Students across the UK are turning towards Snapchat over other social networks to communicate with their peers. In the past Facebook and Twitter have proven essential platforms for marketing to Students and now, as a majority of users begin to access from mobile devices, apps such as Snapchat could prove just as lucrative.

Whenever a new mobile app-based social network gains traction, it’s usually down to Millennials. Students take to social networking as a crucial method of communication and information sharing. As a generation of influencers, whenever they discover modern apps that serve their purposes in an original way, popularity follows as a result.

While not so much “new” per se, Snapchat does have something of an edge over larger networks that have become increasingly mainstream.

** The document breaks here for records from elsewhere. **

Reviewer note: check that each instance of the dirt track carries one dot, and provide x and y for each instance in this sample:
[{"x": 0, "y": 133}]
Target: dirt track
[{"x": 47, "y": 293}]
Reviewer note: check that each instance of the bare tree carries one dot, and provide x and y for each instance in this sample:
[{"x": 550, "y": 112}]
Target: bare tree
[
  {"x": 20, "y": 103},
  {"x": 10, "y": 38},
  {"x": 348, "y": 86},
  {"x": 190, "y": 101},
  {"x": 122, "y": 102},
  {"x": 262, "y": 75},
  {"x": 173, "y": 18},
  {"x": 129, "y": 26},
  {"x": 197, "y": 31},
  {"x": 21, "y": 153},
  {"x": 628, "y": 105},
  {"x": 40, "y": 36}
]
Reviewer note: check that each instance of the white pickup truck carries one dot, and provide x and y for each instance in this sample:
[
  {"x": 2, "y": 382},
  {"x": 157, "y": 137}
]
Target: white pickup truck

Facebook and Twitter has grown in usage among older generations and, let’s face it, these were the people that as teenagers Millennials originally turned to social media to avoid.

The reason that Snapchat has become such a successful network is that it, in a sense, emulates everyday student behaviour. Conversations between friends on campus are often passing and momentary, yet energised.

Universities Cotton on to New Marketing Avenues

Many Universities have begun to appreciate the importance of these new networks in reaching out to Students. According to Times Higher Education, despite some initial concerns about utilising what was initially considered the ‘Sexting App’, the University of Loughborough has begun to use Snapchat to compliment recruitment. According to their Director of Marketing and Advancement Emma Leech, the platform proved useful in addressing queries in a timely manner during the admissions window. Similarly, Senior Digital Communications Officer at the University of Central Lancashire Alistair Beech believes that both Snapchat and other networks such as WhatsApp and Yik Yak “can be essential for students adjusting to a new community and environment.”

Marketing to Younger People and Students

Understandably, these tools could occupy an increasingly lucrative position within the digital marketplace where students and younger people are concerned. Millennials subconsciously consider the authenticity of a brand through Social Networking. They are simultaneously less likely to be swayed by social advertising and more likely to become an advocate of a brand that they consider authentic than other generations. This means that an element of meeting them where they are is integral in marketing efforts; a business’s presence on these networks could prove to be the boost to brand awareness among their target audience that they need.